Microsoft Translator started by working with the world’s most frequently spoken languages. Today, they’re adding more and more languages. Less common languages are being added to Microsoft Translator regularly and are being used to teach younger generations, to preserve languages that are disappearing, and to make knowledge access equitable and accessible, no matter what language you speak.
Microsoft Translator, powered by Azure Cognitive Services, uses AI technology to parse language and translate it into another language. To do this, they need a large, accurately annotated training dataset to prepare the translator model for each language.
Microsoft Translator struggled to get the size of dataset they needed for some of the less frequently spoken or cataloged languages. Creating a dataset takes time, knowledge, and resources. Translating to languages that have a different alphabet requires phonetic similarity & transliteration first which can be done with expert staff and linguists. You must find fluent speakers, collect data points, annotate each data point, and run quality assurance tests to ensure accuracy.
To speed up their time to market, Microsoft reached out to outside sources to collect and prepare the data they needed.
Appen was the vendor of choice that Microsoft Translator reached out to work with on this language project. We provided the expertise, resources and creative solutions needed to create translated datasets from rare languages and run the necessary quality checks.
Our process included working with local resources to source translations from fluent speakers. We collected data, annotated the data by transcribing and translating each data piece, and evaluated the model outputs for quality assurance and accuracy. We developed a service that would allow Microsoft to generate multiple translations for gender-ambiguous source sentences – addressing translation and bias.
Our work for Microsoft Translator encompassed three of the data for the AI lifecycle stages: data sourcing, data preparation, and model evaluation by humans. By completing this work, we helped Microsoft Translator get the data they needed at the highest possible quality, and on time.
As a result of our partnership, Microsoft Translator now has 110 languages available for consumers to use for translations and working in other languages. Appen supported the data gathering process for 108 of those 110 languages.

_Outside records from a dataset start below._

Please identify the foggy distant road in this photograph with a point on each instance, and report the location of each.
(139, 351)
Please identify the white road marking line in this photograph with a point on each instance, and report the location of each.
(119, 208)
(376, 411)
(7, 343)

While there are 110 available languages, some of the newer and less commonly spoken languages include:
- Dari & Pashto
- Literary Chinese
- Marathi, Gujarati, Punjabi, Malayalam, and Kannada
- European Portuguese and Brazilian Portuguese
The links lead to Microsoft blog posts that go in-depth about the language and the process in adding it to the Microsoft Translator AI.
No matter our client or the size of the project, we’re proud to create the highest quality data possible so that we’re part of the solution of making AI better. Representative data is how we make AI more ethical. Our work with Microsoft Translator to represent all languages, not just those with the most speakers, is part of our goal of making AI better and more ethical.